Personal information
- Full name: Verica Bakoc
- Born: May 3, 1999 (age 26) Toronto, Ontario, Canada
- Height: 1.72 m (5 ft 8 in)
- Position: Field player

Club information
- Current team: Rapallo Pallanuoto
- College: USC Trojans

Medal record
Women's water polo
Representing Canada
FINA World League
| Silver medal – second place | 2017 Shanghai |  |
Pan American Games
| Silver medal – second place | 2023 Santiago | Team |

= Verica Bakoc =

Canadian water polo player (born 1999)

Verica Bakoc (/sh/; born May 3, 1999) is a Canadian water polo player who plays for Rapallo and for the Canada women's national team.

== Career ==
=== College and club career ===
Bakoc was part of the USC Trojans side that finished first in the 2018 NCAA Women's Water Polo Championship, second in 2019 and first in 2021.
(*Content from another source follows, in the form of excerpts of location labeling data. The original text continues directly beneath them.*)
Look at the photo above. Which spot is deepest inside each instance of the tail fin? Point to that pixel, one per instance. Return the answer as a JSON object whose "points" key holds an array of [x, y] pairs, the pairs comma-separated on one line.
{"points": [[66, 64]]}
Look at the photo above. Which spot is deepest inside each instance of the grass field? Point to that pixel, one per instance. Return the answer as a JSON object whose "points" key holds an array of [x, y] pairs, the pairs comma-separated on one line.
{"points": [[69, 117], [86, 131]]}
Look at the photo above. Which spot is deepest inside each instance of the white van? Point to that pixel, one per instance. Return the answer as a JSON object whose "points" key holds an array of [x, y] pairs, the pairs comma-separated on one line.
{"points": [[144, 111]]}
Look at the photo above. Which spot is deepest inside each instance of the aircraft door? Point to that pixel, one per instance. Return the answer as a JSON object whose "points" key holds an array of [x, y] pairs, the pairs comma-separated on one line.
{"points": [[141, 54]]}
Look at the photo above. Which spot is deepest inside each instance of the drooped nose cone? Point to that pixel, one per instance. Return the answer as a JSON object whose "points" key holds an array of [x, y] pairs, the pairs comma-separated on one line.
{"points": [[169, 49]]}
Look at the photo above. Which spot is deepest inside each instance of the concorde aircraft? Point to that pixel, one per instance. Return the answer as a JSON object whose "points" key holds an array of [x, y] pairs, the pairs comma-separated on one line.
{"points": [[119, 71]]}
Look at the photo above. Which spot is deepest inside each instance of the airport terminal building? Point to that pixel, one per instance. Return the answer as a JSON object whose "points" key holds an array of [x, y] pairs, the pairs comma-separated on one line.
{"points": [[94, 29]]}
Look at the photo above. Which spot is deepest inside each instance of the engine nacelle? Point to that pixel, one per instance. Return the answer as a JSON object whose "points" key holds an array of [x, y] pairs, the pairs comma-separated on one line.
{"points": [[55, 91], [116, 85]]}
She was also part of the Ethnikos Piraeus side that won the 2021–22 Women's LEN Trophy and has played for Mediterrani.

Bakoc signed for Rapallo ahead of the 2025–26 Serie A1 season.

=== International career ===
Bakoc represented Canada at the youth and junior level at the FINA Youth World Championships in 2016 where she won bronze as well as at the 2019 Universiade and 2019 FINA Junior World Championships.
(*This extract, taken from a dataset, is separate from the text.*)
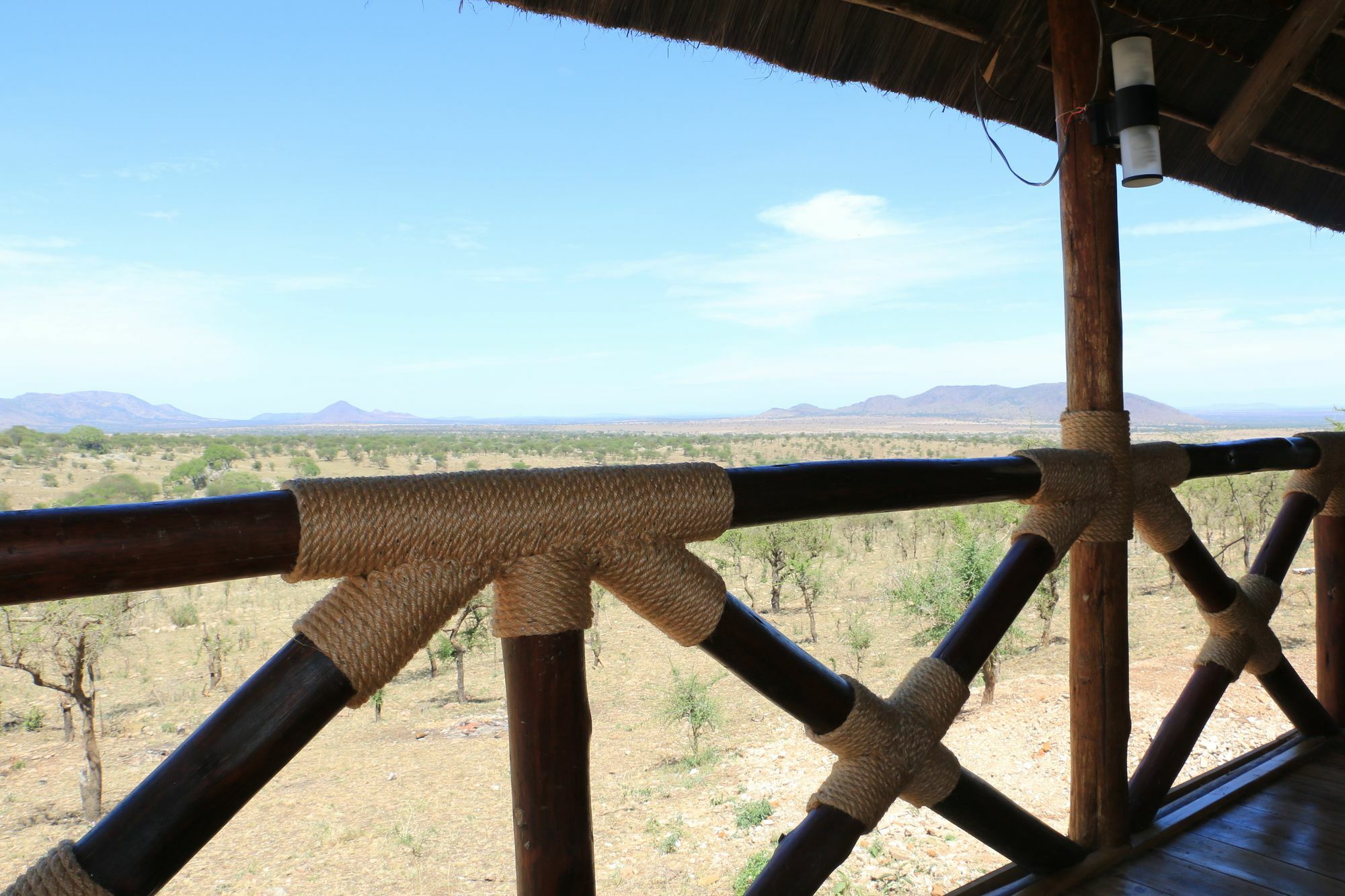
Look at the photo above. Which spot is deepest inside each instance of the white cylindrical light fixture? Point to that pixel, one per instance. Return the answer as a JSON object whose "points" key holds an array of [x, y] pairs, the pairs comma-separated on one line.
{"points": [[1141, 157]]}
She represented Canada at the 2017 FINA Intercontinental Tournament, the 2022 FINA Water Polo World League, the 2022 World Aquatics Championships, 2023 World Aquatics Championships, the 2023 Pan American Games (winning silver), the 2024 World Aquatics Championships and at the 2024 Summer Olympics.

== Personal life ==
Bakoc's father Dragan is involved in professional soccer as the president of Serbian White Eagles FC and the Canadian Soccer League. Her family hails from Herceg Novi, Montenegro.